しかし中国における以上のような工業化路線の重要な転換は,以上のような一般的要因と同時に中国の具体的現実とその特殊性とむすびついて提起されていることは今後の中国経済発展をみるばあいにきわめて重要な意義をもつている。この問題について毛沢東は一九五七年の二月に行つた「人民内部の矛盾を正しく処理する問題について」という有名な講話のなかでこういつている。
「わが国は大きな農業国であり,農村人口は全国人口の八〇%以上を占めており,工業の発展と農業の発展を並行させてはじめて工業は原料と市場をもち,そうしてはじめて強大な重工業をうちたてるために多くの資金を蓄積することが可能となる。
この重要な結論は,第一次五カ年計画の期間における建設の過程を詳細に分析してみちびきだされたものである。それによれば,農業の発展が国民経済全体の発展にとつて当面の急務であるということがはつきりわかる。
第一次五カ年計画は工業生産総額で一七%,農業総生産額で若干を超過して,全体としてはきわめて成功的に達成された。しかしその過程について分析すれば,なおかなり重大な問題点が伏在していることがわかる。第8-1表は第一次五カ年計画の期間における農業の豊凶状況と,国民経済発展テムポとの関係を示したものである。
この表は,各年度の国民経済全体の発展のテムポが,その前年の豊凶状態によつて著しい影響をうけることをうきぼりにしている。
たとえば,前年度が豊作だった一九五六年には国家財政収入と工業総生産額は,それぞれ一五・八%,三一・一%と大幅にのびたが,前年度に災害のもつとひどかつた一九五七年度には,それぞれ一・九%,六・九%と,のびかたが,がた落ちになり,基本建設投資額は逆に一一・六%減とさえなつている。これは農業の豊凶の波動が社会主義的計画経済の正常な拡大再生産をかきみだすことを意味しており,経済建設過程でのいろいろのアンバランスを生みだす原因ともなつているのである。
このような事実を生みだした原因をつきつめれば,新中国が遺産としてうけつがねばならなかった生産力の一般的低位性にあることはいうまでもない。したがつて今後の経済建設をより安定した基盤にのせて,高い速度で工業化をはかるためにはどうしても当面農業の立ちおくれを解決し,少なくとも農業におけるこのような重大な自然災害の影響をある程度制御しうる条件をつくりださねばならない。新しい工業化路線として提起された工農業並行発展の方針はこのような事情をその背景としている。この方針の骨子は,第一に,水利を興し,単位面積あたりの収穫量をふやして農業の発展を強力に推進すること。第二に,農業を推進するために「重工業はその発展過程において内部的な関係を適当に調整し」て,「農業に奉仕する工業部門」,たとえば化学工業(とくに化学肥料と合成繊維)および冶金,燃料,発電および機械工業(とくに農業,水利機械)などを重点的に発展させること。

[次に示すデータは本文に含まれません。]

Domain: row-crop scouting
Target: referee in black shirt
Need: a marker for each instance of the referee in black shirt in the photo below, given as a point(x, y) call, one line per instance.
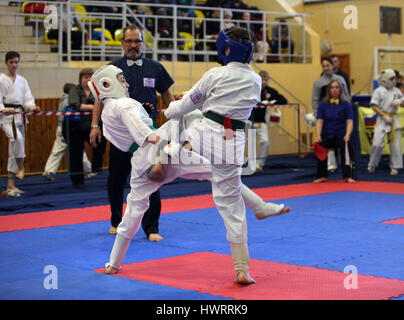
point(146, 77)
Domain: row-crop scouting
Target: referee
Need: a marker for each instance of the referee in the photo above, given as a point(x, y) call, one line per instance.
point(146, 77)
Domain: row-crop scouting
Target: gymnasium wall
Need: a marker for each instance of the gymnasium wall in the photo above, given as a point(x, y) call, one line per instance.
point(357, 43)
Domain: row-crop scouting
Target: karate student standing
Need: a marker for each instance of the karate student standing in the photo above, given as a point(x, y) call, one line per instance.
point(15, 97)
point(226, 96)
point(385, 102)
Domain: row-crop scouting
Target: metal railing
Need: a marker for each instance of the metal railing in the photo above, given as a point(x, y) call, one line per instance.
point(171, 32)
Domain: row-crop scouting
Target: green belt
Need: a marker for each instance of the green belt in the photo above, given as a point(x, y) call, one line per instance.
point(236, 124)
point(134, 146)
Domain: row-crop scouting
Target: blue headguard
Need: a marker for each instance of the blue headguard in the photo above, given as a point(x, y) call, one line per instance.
point(239, 51)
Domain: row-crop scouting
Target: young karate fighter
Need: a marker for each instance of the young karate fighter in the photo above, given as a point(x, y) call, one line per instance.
point(226, 96)
point(128, 126)
point(15, 97)
point(385, 101)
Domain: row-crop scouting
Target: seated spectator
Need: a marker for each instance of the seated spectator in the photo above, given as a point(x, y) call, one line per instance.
point(77, 132)
point(333, 130)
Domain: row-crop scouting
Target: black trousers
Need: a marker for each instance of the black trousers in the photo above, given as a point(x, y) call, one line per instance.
point(119, 170)
point(338, 144)
point(76, 134)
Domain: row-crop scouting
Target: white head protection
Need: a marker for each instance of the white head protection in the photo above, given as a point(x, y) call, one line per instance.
point(384, 78)
point(104, 84)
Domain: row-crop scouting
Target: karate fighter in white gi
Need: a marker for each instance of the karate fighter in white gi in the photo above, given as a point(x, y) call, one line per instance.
point(385, 102)
point(127, 125)
point(15, 97)
point(226, 96)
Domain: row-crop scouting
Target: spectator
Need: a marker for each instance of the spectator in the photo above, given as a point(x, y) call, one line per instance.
point(319, 93)
point(336, 65)
point(146, 77)
point(60, 146)
point(76, 132)
point(334, 128)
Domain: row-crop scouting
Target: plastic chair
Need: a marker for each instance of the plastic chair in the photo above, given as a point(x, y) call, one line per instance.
point(82, 13)
point(24, 4)
point(49, 41)
point(199, 14)
point(97, 33)
point(189, 42)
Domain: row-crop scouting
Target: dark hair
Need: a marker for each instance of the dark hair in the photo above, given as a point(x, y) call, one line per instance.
point(328, 93)
point(131, 27)
point(240, 34)
point(67, 87)
point(85, 72)
point(11, 55)
point(326, 59)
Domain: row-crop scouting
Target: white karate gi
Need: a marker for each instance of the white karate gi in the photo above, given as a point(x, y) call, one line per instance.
point(383, 98)
point(18, 93)
point(230, 91)
point(125, 121)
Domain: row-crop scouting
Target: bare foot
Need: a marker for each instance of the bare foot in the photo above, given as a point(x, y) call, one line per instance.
point(244, 278)
point(20, 175)
point(111, 270)
point(155, 237)
point(261, 216)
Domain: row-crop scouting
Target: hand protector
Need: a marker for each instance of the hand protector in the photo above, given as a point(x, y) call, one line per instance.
point(396, 103)
point(387, 119)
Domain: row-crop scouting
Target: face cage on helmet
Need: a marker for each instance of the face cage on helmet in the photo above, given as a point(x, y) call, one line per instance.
point(116, 89)
point(239, 52)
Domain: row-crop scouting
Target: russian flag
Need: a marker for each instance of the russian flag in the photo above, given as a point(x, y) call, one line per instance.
point(370, 119)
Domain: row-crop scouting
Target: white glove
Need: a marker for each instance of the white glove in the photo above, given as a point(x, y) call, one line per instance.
point(310, 119)
point(396, 103)
point(387, 119)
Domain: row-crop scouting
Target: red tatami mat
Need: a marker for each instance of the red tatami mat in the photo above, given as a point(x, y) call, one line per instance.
point(212, 273)
point(101, 213)
point(395, 221)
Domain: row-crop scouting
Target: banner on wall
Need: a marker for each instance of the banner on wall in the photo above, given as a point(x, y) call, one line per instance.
point(366, 126)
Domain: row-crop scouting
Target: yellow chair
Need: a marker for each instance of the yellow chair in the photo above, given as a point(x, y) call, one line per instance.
point(189, 42)
point(148, 39)
point(199, 14)
point(24, 4)
point(118, 35)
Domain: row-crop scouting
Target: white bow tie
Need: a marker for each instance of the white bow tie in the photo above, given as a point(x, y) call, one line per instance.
point(138, 62)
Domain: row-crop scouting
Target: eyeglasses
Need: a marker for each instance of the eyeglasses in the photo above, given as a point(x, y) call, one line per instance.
point(130, 41)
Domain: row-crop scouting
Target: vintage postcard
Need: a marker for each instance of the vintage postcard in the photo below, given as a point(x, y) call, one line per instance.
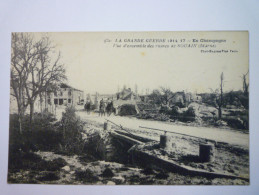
point(129, 108)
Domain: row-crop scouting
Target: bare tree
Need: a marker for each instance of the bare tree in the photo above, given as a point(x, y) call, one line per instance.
point(32, 70)
point(44, 73)
point(245, 84)
point(23, 55)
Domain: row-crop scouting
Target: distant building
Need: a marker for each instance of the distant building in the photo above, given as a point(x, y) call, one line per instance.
point(127, 94)
point(66, 95)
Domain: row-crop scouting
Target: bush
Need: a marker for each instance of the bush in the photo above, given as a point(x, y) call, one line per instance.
point(86, 176)
point(127, 109)
point(41, 134)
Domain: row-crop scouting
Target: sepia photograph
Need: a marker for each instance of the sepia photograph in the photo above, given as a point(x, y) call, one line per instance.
point(129, 108)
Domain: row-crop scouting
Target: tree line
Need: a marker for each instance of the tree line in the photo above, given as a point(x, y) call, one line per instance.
point(35, 70)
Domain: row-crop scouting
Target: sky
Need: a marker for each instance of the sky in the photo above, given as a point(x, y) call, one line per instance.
point(95, 63)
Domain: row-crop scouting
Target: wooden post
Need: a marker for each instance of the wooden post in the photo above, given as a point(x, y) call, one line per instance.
point(207, 152)
point(166, 142)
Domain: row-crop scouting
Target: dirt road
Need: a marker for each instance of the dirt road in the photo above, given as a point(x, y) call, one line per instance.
point(216, 134)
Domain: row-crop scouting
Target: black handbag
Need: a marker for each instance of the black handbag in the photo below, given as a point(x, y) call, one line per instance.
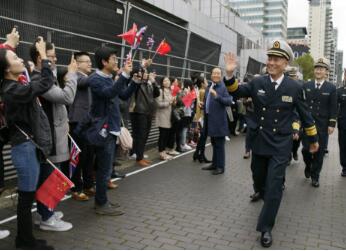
point(94, 130)
point(177, 115)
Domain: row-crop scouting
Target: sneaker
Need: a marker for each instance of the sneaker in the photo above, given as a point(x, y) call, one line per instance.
point(173, 152)
point(142, 163)
point(90, 191)
point(107, 209)
point(54, 224)
point(133, 156)
point(58, 215)
point(80, 196)
point(111, 185)
point(186, 147)
point(4, 234)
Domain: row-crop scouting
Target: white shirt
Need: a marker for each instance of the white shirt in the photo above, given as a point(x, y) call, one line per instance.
point(278, 81)
point(321, 83)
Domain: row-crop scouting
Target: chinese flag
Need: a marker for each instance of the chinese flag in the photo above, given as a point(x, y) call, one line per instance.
point(130, 35)
point(53, 189)
point(188, 99)
point(175, 90)
point(163, 48)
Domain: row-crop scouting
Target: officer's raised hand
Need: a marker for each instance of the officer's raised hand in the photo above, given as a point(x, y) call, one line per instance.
point(213, 92)
point(230, 63)
point(314, 147)
point(330, 130)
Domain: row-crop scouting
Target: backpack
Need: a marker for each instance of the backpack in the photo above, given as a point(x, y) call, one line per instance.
point(125, 139)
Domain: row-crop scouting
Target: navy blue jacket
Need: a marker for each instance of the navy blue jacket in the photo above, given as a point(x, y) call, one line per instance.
point(341, 92)
point(271, 130)
point(105, 97)
point(217, 117)
point(322, 104)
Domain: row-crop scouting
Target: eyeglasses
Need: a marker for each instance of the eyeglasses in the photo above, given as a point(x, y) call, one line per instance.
point(84, 61)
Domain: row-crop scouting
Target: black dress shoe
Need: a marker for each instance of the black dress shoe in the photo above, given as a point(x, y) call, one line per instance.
point(117, 175)
point(203, 159)
point(116, 163)
point(218, 171)
point(266, 239)
point(209, 168)
point(307, 172)
point(315, 183)
point(255, 197)
point(195, 156)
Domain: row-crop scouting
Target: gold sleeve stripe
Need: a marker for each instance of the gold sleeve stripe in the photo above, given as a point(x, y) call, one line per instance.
point(311, 131)
point(233, 87)
point(296, 126)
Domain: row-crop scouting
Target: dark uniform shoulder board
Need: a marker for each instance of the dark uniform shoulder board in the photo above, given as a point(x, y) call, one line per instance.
point(304, 95)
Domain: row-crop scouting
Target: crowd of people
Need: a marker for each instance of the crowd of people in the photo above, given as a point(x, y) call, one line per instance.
point(52, 105)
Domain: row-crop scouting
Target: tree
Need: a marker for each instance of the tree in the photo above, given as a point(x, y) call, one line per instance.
point(306, 63)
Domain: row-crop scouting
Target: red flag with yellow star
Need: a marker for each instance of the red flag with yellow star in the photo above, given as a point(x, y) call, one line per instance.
point(53, 189)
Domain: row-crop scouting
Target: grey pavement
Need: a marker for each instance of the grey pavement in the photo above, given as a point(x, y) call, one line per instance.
point(176, 205)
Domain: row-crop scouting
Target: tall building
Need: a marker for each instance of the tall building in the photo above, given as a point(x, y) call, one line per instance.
point(269, 16)
point(322, 37)
point(297, 39)
point(339, 67)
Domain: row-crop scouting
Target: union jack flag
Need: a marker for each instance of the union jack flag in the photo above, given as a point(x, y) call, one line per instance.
point(74, 157)
point(150, 42)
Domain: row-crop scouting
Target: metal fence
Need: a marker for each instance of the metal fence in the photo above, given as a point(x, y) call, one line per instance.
point(85, 25)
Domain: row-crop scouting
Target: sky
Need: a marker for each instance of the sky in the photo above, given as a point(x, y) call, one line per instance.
point(298, 15)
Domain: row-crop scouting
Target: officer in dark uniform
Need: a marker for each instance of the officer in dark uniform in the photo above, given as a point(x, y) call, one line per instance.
point(275, 98)
point(322, 101)
point(293, 73)
point(341, 95)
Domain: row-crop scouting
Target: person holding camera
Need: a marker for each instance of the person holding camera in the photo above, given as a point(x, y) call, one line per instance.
point(54, 104)
point(142, 110)
point(163, 116)
point(22, 105)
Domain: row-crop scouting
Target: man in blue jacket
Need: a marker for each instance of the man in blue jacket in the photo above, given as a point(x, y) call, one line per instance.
point(216, 100)
point(105, 102)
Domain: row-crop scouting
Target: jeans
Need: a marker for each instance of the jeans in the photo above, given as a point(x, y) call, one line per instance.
point(141, 124)
point(2, 171)
point(25, 161)
point(218, 144)
point(104, 160)
point(163, 138)
point(85, 165)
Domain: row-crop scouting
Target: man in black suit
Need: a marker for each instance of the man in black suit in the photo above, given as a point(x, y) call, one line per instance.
point(322, 102)
point(275, 98)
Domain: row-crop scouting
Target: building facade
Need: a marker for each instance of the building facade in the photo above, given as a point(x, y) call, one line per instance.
point(269, 16)
point(322, 37)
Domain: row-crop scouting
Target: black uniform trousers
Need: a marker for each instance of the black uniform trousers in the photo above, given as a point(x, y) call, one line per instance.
point(218, 144)
point(315, 161)
point(342, 147)
point(203, 137)
point(268, 174)
point(141, 124)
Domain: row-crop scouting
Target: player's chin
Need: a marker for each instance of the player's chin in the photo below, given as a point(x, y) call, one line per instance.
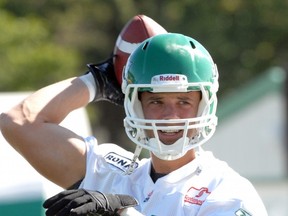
point(169, 138)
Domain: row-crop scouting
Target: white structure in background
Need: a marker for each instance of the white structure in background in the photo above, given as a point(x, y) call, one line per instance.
point(251, 137)
point(22, 189)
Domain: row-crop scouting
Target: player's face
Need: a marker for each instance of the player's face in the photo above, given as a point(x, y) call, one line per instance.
point(170, 106)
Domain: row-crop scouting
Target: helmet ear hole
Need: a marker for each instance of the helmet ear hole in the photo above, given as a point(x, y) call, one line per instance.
point(145, 45)
point(192, 44)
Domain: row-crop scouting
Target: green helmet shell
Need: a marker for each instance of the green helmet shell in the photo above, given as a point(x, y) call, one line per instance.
point(170, 54)
point(170, 63)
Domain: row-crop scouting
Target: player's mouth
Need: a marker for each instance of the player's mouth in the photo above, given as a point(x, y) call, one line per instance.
point(170, 136)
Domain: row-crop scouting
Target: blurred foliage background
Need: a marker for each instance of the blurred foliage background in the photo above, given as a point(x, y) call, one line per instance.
point(42, 41)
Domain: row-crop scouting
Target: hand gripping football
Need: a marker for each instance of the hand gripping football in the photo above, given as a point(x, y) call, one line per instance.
point(138, 29)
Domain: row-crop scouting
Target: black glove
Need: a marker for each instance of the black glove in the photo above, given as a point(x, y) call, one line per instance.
point(107, 86)
point(82, 202)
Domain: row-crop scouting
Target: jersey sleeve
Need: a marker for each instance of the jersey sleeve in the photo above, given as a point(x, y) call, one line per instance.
point(105, 163)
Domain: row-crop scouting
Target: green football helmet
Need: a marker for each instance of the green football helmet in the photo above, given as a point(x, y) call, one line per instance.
point(170, 63)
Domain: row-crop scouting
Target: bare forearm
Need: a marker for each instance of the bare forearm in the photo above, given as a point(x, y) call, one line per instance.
point(54, 102)
point(32, 129)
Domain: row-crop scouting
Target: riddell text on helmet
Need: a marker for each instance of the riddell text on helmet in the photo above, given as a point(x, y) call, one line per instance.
point(175, 78)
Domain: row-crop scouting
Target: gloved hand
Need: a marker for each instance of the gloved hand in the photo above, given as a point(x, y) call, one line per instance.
point(107, 86)
point(82, 202)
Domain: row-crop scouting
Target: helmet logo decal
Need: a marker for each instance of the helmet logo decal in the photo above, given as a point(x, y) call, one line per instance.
point(169, 79)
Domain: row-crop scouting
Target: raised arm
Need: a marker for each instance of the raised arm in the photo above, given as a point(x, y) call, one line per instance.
point(32, 129)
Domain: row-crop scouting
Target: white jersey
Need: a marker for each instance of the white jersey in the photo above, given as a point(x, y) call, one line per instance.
point(204, 187)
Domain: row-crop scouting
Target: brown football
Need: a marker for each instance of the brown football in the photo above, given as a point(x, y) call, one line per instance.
point(138, 29)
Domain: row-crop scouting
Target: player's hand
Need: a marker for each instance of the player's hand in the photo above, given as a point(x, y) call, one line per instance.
point(107, 86)
point(82, 202)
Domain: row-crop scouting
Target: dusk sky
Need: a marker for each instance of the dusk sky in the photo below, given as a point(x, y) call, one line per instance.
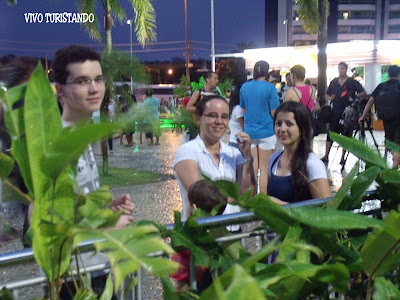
point(235, 21)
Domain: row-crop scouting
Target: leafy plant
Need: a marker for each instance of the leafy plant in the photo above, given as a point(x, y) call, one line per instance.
point(322, 250)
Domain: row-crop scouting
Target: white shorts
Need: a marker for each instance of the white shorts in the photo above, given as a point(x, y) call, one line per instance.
point(265, 143)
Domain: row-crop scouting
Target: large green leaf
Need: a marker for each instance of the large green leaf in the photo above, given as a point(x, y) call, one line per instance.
point(329, 219)
point(238, 284)
point(225, 187)
point(392, 146)
point(360, 185)
point(359, 149)
point(70, 144)
point(271, 213)
point(385, 290)
point(194, 237)
point(128, 248)
point(6, 165)
point(14, 121)
point(340, 200)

このような方針がだされて以来,今日までにすでにいろいろの具休的措置がとられている。第一次五カ年計画における基本建設投資のうち工業と農業の占める創合は六・六対一であつたが,一九五八年度計画にあらわれたその比率をみると四・七対一となつて農業への投資が著しく増加している。今後「突出した発展」を要請され,しかも現在では「国民経済のうちでの弱い一環」とされている化学工業部門をとつてみると,第二次五カ年計画の化学肥料生産目標は,当初の三〇〇-三二〇万トンから昨年末七〇〇万トンに引きあげられその後さらに一,〇〇〇万トンに引きあげられた。今年度の化学肥料工業への投資額は去年の二倍にふやされ,今年中に建設される基準額以上の化学肥料工場は一七におよんでいる。また昨年一〇月の「全国農業発展要綱改正草案」の発表にひきつづく全国的な水利灌漑建設運動については後にのべる。
第二次五カ年計画の発足にあたつてもう一つ注目されることは,去年一二月上旬の労働組合第八回全国大会で,「一五年間に鋼およびその他の重要な工業製品の生産高の上で,イギリスに追いつき追いこせ」という遠大な行動目標が設定されたことである。
李富春はその大会での演説で次のようにのべている。
「わが国が三つの五カ年計画あるいはそれよりやや多くの時間を経て社会主義強国をうちたて,さらにすすんで第四次五カ年計画を完成したころ,わが国は鋼鉄およびその他の重要な工業製品の生産高でイギリスに追いつき追いこすことができる。概略の計算によると,一九七二年には,わが国の鋼生産は三,五〇〇万トンないし四,〇〇〇万トンに達し,一九五七年の七・六倍に増大することができる。」李富春はつづいてイギリスに追いつくことを可能にする条件として,社会主義制度の確立,大量の人口,豊富な資源,ソ連およびその他社会主義諸国の援助,進んだ技術を直接吸収する可能性,共産党の指導の六つをあげている。
中国ではすでに生産手段所有制の面で社会主義的生産関係を基本上確立し,さらに去年の反右派斗争と整風運動を通して政治上,思想上の社会主義革命がより一層おしすすめられたようである。これによつて生産力の発展の為に広い道がひらかれたわけで,今後の課題はこの有利な条件を利用して急速に生産を発展させることにあるものといえよう。まさにこの時期に「一五年で追いつけ」というスローガンが提起されたわけで,広範な大衆の意識を統一して,これを一大生産運動にもりあげることが中国の為政者としての主要な意図であろう。現に今年二月に開かれた人民代表大会を契機として「一五年で追いつけ」はひろく当面の中心的なスローガンとして大衆の間に浸透していつたようである。
このようなよびかけを中国が大胆に出したことについては国際的にもかなり大きな反響があったようである。去年一二月二七日のロンドン・タイムスは「セント・ジョージ(注 イギリスを指す)とドラゴン」と題する論評をかかげていたが,その中で次のようにのべている。「競争のなかまに人つて来たのはロシャ人だけではない。いまや中国人も資本主義世界に対する競争に入って来た。」「ロシヤ人が当然にアメリカ人ととりくんだところで,中国人はイギリス人を相手にえらんだ。」「一ぴきの巨竜がわれわれのすぐうしろに迫つてくるだろうから用心した方がよい」。
またイギリス労働党議員,もと商相ハロルド・クイルソンは最近米,ソ,中国を旅行して帰国したがそのあと次のような感想をのべている。
「イギリスはソ連と中国から重大な経済上の挑戦をうけている。……中国は今年一五年間に大規模な発展計画をすすめる意図だ。競争者とすればイギリスの輸出産業にとって危険千万だ。しかし六億顧客とみれば中国はイギリスにとつてやがて無限の市場になるだろう」(「国際事情」五八年三月二〇日号)。